Having alternative modes of assessments in Primary 1 and 2 to the traditional twice-a-year examinations were among recommended changes to primary school education the Government accepted yesterday.
But it will not be a dramatic change overnight, said Education Minister Ng Eng Hen.
As the work of the committee reviewing primary education now enters into the implementation stage, Dr Ng signalled that it would be a long-term work in progress.
The timeframe, he told reporters during a visit to Greenridge Primary, is more of a “10-year plan”, as the Ministry of Education (MOE) starts to build more schools and train more teachers, while schools prepare to introduce bite-sized forms of holistic assessment. “As in most educational ventures, you have to train thousands of teachers, you have to make sure parents understand, you have to teach down to the very last child in the primary schools,” said Dr Ng.
He revealed that the ministry will spend about $4.8 billion to implement the recommendations, which include schools going single session by 2016 and introducing a Programme for Active Learning in areas such as sports and the arts.
The MOE also aims to lower the pupil-teacher ratio from the current 21:1 to 16:1 by 2015, build 18 new schools and upgrade 80 existing schools.
In the case of Greenridge Primary, although it introduced topical assessments — which test individual components such as reading skills — four years ago, these form only part of the pupils’ grades, as the school has continued with traditional exams.
This year, it will do away with mid-year exams, but may retain the year-end one.
“Parents still want some form of assessment to know that their child is ready for Primary 2,” said vice-principal Liza Rahmat. “We have to do this gradually.”
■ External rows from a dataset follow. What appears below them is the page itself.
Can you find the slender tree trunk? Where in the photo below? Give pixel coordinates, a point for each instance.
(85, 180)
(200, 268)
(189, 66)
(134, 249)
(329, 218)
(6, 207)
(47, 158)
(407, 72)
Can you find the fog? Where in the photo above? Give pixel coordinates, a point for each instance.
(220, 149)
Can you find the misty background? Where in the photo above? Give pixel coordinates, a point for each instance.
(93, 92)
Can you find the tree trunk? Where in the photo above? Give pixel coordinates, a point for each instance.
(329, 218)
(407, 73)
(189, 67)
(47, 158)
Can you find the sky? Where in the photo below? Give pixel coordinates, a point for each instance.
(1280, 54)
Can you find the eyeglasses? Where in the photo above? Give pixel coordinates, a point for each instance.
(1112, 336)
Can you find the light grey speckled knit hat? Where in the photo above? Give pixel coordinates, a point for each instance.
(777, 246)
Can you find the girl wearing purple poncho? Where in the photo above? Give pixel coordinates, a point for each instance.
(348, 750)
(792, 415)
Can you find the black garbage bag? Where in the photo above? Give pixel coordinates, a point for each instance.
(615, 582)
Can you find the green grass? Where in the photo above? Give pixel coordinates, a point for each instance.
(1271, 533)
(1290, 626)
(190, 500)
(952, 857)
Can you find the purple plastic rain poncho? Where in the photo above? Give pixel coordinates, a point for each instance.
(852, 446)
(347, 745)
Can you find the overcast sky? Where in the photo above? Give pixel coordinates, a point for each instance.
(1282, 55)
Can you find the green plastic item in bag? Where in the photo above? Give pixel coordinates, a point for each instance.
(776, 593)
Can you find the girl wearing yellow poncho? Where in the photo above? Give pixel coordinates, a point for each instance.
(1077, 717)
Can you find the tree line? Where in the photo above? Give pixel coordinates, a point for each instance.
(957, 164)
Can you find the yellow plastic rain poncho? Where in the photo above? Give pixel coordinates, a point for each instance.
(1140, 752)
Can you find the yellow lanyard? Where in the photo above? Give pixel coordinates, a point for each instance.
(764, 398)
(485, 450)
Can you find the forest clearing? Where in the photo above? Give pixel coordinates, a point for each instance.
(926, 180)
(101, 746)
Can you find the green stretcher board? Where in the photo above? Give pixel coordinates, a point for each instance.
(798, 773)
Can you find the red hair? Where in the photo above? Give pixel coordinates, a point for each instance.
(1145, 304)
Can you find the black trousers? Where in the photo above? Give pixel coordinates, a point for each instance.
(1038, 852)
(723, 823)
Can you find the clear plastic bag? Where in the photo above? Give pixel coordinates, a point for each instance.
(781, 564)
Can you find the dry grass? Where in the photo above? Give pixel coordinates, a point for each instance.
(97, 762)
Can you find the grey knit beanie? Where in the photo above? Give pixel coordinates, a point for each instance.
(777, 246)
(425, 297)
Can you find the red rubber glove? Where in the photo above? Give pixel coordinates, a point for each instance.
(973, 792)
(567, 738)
But the new system has notably taken the stress off pupils, she noted, as each assessment focuses on one area rather than the entire syllabus.
“Also, assessments are done in a classroom environment, such as through Show and Tell, so it’s not stressful like a traditional sit-down test or exam,” said Ms Liza.
That is not the only drawback of relying on exams at such a young age.
Dr Ng said: “If you give a mark, say 60. What does that mean? It doesn’t give feedback. The proper feedback to the pupil or to the parent is to say what (the pupil) was weak in and what (the pupil) was strong in.”
Parents at Greenridge yesterday were happy with the results so far.
Mdm Wendy Low, 32, said that compared with her older child who went through the previous exam-oriented system from the start, her younger child was better able to absorb what he was taught.
“He’s more confident because everything is broken into small components and he understands each topic better,” said Mdm Low.